# 40 little Baldies



## azmike (Jan 4, 2015)

Made a deal on 40-50 mixed weight steer calves. My lovely banker (wife) said go-for-it! We have a great pile of baleage and look forward to a rising economy.


----------



## hillside hay (Feb 4, 2013)

Glad to know I'm not the only one buying like it's going out of style. May not be wise to go all in before the river but I'm doing it. I'm betting on a Trump term and imports being held to the same standards we are. That will mean inventories are instantly too low.


----------



## Tim/South (Dec 12, 2011)

It certainly makes life fun when you have a wife that trusts and supports your decisions.
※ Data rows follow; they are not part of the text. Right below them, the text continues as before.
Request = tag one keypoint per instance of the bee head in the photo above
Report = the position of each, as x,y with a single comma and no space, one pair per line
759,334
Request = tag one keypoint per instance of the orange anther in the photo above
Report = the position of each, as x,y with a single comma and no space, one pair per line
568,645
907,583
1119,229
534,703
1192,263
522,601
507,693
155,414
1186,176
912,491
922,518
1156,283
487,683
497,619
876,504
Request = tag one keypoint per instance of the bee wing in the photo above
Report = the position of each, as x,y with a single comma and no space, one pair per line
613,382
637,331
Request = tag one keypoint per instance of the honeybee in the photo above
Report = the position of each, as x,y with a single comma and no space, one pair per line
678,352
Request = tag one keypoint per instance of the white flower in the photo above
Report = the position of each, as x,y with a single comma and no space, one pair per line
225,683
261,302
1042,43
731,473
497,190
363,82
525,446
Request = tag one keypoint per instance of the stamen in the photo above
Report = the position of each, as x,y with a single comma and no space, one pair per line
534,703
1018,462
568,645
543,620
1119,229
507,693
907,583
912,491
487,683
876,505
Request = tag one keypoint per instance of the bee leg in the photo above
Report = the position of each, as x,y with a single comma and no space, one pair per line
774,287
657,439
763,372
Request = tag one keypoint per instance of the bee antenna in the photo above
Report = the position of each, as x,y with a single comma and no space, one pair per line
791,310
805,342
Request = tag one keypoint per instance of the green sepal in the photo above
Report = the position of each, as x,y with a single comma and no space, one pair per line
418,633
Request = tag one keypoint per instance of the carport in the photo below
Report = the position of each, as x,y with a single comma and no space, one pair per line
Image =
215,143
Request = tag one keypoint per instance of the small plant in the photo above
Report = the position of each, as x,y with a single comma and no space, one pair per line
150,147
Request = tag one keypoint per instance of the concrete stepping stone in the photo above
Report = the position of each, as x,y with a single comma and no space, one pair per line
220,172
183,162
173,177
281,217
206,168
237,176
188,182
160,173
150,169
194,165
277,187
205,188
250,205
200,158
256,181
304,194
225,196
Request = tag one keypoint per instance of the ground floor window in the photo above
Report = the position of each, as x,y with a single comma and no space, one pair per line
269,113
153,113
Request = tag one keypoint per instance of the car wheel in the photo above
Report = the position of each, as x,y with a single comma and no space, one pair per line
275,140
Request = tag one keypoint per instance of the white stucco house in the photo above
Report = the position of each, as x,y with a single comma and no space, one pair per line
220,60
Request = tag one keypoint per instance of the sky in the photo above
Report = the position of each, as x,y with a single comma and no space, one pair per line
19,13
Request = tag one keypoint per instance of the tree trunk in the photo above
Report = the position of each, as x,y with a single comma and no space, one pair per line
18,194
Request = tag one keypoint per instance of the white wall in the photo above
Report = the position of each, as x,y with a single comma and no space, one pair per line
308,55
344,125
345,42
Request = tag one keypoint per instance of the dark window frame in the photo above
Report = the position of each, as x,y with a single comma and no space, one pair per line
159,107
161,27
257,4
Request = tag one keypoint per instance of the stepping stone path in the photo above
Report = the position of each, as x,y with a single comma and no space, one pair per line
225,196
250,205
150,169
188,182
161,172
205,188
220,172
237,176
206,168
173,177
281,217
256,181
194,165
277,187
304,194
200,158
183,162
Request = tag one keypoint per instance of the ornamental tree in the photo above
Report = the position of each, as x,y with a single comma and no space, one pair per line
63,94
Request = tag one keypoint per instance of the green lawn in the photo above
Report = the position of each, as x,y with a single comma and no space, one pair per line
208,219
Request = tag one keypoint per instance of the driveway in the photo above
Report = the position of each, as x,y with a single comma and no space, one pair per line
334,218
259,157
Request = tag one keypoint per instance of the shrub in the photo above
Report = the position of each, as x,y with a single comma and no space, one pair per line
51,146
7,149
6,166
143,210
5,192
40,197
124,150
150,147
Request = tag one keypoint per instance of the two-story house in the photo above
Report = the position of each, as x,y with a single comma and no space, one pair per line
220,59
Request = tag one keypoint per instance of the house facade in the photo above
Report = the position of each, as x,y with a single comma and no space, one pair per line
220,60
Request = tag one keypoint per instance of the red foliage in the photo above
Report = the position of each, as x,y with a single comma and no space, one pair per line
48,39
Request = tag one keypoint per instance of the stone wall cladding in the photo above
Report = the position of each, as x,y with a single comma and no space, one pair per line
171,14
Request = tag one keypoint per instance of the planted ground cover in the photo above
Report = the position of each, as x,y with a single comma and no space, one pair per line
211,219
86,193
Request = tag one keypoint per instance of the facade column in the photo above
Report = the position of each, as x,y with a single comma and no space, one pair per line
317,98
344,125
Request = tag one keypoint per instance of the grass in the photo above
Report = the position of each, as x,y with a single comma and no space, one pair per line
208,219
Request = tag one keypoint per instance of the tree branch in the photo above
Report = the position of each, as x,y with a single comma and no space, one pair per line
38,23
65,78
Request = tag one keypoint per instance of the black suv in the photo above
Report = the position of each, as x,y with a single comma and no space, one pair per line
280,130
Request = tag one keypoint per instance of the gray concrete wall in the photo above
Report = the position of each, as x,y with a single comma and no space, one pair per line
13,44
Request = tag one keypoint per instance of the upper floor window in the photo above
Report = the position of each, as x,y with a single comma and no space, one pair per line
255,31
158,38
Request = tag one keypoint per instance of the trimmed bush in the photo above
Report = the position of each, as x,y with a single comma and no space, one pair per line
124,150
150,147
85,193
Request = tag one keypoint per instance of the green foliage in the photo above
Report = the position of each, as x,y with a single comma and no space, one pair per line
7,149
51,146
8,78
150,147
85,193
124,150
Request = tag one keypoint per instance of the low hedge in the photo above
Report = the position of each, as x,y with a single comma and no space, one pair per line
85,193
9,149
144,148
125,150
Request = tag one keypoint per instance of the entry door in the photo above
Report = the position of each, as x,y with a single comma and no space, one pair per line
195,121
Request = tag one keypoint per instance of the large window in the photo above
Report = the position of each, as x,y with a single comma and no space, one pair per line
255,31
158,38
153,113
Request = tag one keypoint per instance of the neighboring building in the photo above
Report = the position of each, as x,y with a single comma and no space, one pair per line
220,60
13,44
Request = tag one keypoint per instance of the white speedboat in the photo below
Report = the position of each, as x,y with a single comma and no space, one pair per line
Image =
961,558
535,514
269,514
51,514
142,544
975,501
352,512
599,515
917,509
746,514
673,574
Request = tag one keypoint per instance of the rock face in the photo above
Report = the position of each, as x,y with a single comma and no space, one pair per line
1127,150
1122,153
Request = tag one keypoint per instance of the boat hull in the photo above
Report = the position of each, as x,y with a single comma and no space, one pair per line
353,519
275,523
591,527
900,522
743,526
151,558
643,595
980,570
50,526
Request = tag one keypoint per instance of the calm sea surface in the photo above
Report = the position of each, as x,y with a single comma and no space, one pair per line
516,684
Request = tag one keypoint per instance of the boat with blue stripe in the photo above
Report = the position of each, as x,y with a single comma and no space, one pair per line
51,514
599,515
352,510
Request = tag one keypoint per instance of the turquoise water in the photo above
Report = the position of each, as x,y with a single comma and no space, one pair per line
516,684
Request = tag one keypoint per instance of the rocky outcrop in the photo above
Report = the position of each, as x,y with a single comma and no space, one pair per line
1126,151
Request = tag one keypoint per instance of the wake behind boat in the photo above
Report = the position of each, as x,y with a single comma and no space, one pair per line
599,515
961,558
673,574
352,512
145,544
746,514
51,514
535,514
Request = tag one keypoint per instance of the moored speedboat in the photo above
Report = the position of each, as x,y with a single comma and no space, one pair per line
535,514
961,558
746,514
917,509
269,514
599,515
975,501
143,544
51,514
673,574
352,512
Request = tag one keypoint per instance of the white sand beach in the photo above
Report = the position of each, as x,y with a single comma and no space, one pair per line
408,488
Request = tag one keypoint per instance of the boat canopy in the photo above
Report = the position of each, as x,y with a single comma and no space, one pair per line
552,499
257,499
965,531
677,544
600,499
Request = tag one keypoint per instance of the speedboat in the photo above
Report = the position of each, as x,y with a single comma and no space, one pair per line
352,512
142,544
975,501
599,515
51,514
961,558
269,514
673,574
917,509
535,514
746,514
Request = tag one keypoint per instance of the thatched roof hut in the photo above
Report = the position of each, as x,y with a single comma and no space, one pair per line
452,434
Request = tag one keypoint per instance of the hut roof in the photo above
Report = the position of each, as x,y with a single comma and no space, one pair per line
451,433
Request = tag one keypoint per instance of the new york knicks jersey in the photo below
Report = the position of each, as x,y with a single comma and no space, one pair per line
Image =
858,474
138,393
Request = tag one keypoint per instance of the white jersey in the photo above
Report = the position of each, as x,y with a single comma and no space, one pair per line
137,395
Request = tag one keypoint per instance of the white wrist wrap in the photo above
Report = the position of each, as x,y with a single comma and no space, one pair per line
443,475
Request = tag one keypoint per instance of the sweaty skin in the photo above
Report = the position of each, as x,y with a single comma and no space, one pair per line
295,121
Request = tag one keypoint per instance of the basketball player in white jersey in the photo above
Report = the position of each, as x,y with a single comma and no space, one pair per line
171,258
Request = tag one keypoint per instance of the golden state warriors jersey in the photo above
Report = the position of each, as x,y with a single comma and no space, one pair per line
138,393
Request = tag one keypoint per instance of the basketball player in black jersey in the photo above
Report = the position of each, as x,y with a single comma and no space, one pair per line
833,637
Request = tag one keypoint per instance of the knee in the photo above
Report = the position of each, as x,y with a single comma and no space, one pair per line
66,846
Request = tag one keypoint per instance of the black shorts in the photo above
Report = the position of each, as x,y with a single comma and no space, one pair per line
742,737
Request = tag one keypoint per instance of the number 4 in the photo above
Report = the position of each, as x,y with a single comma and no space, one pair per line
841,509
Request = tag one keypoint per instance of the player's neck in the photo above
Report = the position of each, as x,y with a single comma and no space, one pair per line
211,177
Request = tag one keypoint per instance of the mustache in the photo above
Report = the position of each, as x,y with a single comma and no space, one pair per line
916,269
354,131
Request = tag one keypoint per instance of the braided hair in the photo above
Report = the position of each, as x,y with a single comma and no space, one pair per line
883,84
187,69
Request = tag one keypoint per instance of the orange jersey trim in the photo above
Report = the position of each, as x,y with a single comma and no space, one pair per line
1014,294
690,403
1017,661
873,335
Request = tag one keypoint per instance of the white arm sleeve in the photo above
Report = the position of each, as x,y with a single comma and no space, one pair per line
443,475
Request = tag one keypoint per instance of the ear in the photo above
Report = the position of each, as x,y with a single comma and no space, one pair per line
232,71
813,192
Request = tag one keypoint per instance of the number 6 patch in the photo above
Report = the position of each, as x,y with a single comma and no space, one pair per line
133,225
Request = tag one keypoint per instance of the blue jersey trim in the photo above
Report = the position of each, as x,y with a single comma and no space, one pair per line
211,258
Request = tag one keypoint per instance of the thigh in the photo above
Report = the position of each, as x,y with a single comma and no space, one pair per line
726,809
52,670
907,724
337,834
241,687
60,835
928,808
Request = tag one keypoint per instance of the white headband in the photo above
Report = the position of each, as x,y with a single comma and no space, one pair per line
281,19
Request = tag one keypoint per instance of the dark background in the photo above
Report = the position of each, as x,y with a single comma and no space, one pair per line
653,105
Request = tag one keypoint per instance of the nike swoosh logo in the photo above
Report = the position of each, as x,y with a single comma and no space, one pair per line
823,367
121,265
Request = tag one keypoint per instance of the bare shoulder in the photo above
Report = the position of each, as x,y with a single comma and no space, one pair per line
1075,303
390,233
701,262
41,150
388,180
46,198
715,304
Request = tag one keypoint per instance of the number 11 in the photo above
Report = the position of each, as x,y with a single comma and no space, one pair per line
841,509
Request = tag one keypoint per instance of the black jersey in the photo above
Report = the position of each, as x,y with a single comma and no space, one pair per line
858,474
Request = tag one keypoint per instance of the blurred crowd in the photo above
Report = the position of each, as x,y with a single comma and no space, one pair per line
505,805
I am cautious about buying right now. It does look as though we have found the bottom and working prices back up.

You should be able to make some money, especially since you have the baleage.


----------



## Waterway64 (Dec 2, 2011)

I don't think your buying into another crash in price and your marketing your feed. While I support Trump I wish I knew more about his plans for agriculture.


----------



## Swv.farmer (Jan 2, 2016)

Any plan would have to beat what we have right now.
I hope he dose away with the epa all together.


----------



## hillside hay (Feb 4, 2013)

All I know is he doesn't like wotus. Which is great because it has got to be the most ridiculous regulation I've had to deal with.


----------